S Alam’s corrupt footprints in 8 countries unveiled
Staff Reporter :
The vast corruption and money laundering linked S. Alam Group’s Chairman Mohammed Saiful Alam and his family have been well-known in Bangladesh.
The Chittagong-based conglomerate’s meteoric accumulation of wealth-both at home and abroad-has come under sharp focus over the past two years, especially after the fall of Sheikh Hasina’s regime.
New findings reveal the scale to be far greater than previously understood, ranking among the most audacious financial scandals in modern history. A recent progress report drawing on intelligence from at least nine foreign financial watchdogs accuses S. Alam Group of siphoning off nearly 223,855 crore taka (about $20 billion) through at least 470 shell companies in nine countries-an amount equal to almost 4pc of Bangladesh’s GDP.
Ordinarily, Bangladesh’s Financial Intelligence Unit (BFIU) limits foreign asset inquiries to a small set of countries, but under the direction of Md. Mosharraf Hossain, investigators expanded their search to 117 nations-the first global asset hunt in Bangladesh’s history.
Financial Intelligence Units in Cyprus, Antigua and Barbuda, Italy, Turkey, Singapore, Jersey, the British Virgin Islands (BVI), the UAE, and the Isle of Man confirmed investments linked to the group. Seven countries have already provided actionable intelligence Court orders have been secured to access bank and investment records in Singapore, Jersey, Cyprus, and the BVI. In the BVI, investigators identified 19 companies tied to Alam or family members, most incorporated between 2018 and 2021.
One firm, Greenwich International Private Ltd, was created in August 2024, weeks after Hasina’s fall. Hazel International Private Ltd, incorporated in 2019 under Alam’s name, declared capital of $350,000.
In Jersey, Alam and his wife, Farzana Parveen, are joint settlers of six trusts owning two five-star hotels valued at $210 million. In Turkey, at least 10 premium bank accounts were found under the names of Alam’s brothers. The UAE probe uncovered six luxury villas worth $350,000-$1.8 million, plus two land plots valued at $4 million, in the name of Belal Ahmed, Alam’s son-in-law.
Ashraful Alam, the chairman’s son, owns a $7 million villa in the Isle of Man, listed as a gift from his mother. Belal Ahmed also bought Antigua and Barbuda citizenship via a $100,000 contribution to its National Development Fund, paid from a Canadian bank account.
S. Alam’s rise was fueled by aggressive acquisitions, irregular financial practices, and deep encroachment into the banking sector.

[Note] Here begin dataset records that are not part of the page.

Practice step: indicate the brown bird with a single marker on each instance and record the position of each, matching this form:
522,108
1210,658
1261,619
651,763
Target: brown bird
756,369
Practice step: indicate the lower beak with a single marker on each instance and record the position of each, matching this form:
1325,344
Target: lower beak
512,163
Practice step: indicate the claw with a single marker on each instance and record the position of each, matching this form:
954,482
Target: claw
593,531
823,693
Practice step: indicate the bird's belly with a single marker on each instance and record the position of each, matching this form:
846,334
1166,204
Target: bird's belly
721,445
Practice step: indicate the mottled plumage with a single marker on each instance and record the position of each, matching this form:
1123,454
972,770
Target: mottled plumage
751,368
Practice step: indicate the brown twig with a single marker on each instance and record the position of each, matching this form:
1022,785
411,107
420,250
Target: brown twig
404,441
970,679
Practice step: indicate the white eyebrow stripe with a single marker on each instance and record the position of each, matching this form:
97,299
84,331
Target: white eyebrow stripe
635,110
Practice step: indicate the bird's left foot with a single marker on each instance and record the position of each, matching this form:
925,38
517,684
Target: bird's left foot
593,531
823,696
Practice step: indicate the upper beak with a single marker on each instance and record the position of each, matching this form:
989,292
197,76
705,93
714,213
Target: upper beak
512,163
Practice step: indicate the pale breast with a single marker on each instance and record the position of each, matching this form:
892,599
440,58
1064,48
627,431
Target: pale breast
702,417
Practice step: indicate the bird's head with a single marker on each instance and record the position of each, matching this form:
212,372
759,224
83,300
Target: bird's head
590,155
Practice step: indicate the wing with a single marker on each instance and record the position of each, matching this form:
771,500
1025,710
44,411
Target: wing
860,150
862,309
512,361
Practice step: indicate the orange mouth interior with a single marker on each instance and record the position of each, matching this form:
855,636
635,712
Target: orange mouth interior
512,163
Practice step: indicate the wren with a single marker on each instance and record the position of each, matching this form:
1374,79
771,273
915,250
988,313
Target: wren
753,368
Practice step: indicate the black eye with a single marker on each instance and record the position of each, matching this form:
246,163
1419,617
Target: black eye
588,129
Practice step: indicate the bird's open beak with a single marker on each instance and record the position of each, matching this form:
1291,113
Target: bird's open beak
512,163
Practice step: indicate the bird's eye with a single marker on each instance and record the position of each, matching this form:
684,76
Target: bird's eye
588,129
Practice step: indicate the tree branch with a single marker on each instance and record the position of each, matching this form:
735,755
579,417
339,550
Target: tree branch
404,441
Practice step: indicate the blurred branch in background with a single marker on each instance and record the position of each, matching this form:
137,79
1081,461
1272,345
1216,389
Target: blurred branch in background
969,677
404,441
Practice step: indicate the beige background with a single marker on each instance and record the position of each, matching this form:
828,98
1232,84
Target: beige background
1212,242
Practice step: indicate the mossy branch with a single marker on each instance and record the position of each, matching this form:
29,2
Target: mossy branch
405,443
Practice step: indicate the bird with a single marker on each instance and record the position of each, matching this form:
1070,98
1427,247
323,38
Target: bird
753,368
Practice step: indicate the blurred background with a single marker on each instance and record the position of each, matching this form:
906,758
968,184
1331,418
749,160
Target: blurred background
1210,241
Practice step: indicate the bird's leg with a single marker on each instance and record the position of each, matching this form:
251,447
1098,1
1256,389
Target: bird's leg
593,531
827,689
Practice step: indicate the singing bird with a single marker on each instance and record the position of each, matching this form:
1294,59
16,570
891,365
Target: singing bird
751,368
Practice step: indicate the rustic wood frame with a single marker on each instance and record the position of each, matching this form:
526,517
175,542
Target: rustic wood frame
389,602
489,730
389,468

His grip began with Islami Bank, seized on January 5, 2017, when military intelligence operatives forced out top executives and installed loyalists.
That same year, he took control of Social Islami Bank Ltd. after secretly acquiring nearly 50pc of its shares via 19 proxy firms-violating the Banking Companies Act.

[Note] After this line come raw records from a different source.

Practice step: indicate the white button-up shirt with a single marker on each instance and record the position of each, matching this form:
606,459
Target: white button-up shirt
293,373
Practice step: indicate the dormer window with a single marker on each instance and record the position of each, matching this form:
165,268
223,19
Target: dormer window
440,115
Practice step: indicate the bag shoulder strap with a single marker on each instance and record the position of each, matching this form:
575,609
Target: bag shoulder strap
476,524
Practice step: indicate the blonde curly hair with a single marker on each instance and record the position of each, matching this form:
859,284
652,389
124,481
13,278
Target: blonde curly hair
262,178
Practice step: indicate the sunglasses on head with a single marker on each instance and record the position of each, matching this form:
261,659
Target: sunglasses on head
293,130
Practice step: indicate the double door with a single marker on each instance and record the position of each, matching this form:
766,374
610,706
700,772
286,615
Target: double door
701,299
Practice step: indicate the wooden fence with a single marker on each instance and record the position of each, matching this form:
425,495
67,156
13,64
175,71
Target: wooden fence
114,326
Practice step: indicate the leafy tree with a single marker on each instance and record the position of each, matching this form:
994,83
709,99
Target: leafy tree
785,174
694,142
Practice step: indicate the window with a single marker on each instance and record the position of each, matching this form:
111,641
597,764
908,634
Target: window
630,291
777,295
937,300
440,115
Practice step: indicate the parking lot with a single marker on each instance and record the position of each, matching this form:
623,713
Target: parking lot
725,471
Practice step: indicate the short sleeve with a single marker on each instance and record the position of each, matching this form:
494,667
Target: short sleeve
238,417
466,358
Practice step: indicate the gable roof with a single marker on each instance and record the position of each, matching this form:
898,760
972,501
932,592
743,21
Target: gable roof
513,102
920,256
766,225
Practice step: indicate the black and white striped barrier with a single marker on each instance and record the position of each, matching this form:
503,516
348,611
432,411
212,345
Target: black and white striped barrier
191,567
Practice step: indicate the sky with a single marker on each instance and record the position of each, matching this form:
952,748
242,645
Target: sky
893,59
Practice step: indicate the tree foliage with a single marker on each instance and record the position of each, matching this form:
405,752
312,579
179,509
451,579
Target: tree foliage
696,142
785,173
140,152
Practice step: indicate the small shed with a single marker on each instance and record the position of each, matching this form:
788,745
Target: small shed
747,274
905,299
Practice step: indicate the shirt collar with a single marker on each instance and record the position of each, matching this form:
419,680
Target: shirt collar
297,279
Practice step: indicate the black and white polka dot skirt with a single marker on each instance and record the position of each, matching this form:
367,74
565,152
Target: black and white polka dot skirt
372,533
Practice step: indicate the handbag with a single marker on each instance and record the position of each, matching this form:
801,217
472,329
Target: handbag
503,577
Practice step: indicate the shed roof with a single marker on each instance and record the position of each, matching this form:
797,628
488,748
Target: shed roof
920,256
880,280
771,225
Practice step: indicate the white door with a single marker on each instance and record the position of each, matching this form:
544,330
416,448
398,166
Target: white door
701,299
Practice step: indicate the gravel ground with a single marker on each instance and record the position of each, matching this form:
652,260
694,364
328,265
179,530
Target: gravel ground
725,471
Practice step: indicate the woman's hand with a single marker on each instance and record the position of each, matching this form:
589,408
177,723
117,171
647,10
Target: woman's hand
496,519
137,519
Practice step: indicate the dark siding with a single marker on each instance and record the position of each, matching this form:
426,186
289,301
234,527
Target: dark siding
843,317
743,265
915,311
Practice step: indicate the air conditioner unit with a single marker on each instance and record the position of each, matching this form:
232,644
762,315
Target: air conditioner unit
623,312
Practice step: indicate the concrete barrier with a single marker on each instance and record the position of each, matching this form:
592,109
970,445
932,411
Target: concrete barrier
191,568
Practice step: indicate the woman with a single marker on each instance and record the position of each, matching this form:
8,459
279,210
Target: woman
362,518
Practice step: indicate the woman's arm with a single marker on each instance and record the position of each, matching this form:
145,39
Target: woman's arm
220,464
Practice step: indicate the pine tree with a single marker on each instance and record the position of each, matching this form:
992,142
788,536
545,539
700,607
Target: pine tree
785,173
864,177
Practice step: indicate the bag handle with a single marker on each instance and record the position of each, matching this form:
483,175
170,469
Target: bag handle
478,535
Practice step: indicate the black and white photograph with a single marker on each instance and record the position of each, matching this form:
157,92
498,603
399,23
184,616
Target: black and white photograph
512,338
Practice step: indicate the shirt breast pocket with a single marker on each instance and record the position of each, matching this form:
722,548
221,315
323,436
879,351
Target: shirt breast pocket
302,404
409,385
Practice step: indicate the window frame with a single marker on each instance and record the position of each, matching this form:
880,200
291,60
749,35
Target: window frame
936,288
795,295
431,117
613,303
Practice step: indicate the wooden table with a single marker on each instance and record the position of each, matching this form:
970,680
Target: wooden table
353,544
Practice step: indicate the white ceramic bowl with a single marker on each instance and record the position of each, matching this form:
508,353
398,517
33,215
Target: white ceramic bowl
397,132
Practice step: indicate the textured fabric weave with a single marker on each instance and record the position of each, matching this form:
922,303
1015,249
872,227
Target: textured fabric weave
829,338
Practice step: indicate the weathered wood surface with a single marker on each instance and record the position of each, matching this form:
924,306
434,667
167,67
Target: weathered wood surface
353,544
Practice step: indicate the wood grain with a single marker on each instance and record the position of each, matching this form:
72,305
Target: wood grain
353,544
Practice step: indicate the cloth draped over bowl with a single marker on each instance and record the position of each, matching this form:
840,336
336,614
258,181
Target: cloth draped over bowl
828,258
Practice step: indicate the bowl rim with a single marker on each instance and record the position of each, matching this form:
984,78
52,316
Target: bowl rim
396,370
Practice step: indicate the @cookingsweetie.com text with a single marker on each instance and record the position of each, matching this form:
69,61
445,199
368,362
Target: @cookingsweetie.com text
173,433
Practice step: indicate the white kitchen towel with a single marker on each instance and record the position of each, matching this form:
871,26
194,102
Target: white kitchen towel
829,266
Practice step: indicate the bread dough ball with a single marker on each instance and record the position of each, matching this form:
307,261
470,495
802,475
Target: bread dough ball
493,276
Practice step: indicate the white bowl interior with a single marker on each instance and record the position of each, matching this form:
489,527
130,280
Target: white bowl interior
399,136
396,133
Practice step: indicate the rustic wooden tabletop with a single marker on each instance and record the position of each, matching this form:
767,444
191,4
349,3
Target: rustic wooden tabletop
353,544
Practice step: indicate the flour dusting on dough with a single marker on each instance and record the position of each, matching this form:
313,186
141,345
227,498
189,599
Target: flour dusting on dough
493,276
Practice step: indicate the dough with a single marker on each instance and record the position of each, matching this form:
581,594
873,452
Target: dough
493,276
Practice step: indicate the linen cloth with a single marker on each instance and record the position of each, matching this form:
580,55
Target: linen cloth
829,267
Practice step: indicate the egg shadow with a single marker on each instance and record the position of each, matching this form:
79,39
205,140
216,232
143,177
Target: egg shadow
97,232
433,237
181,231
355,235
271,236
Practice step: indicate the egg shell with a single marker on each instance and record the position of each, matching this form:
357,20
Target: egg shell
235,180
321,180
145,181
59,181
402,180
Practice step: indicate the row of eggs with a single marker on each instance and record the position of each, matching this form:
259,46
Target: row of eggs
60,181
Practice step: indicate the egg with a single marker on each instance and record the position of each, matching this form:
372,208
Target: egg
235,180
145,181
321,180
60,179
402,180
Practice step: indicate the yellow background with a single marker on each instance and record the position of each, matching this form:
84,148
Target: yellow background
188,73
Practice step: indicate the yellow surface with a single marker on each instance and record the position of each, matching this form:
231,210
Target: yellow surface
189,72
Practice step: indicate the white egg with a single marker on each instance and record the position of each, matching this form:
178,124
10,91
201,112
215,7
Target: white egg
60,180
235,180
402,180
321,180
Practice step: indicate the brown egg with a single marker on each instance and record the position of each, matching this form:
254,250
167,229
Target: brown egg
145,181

The Anti-Corruption Commission (ACC) found fake loans and investments in relatives’ names, freezing family accounts to prevent money transfers. Since Hasina’s fall in August 2024, the ACC has filed two cases against Alam and his wife for owning over Tk 1,539 crore in illegal wealth, and sued two sons for allegedly embezzling nearly Tk 2,200 crore from Islami Bank.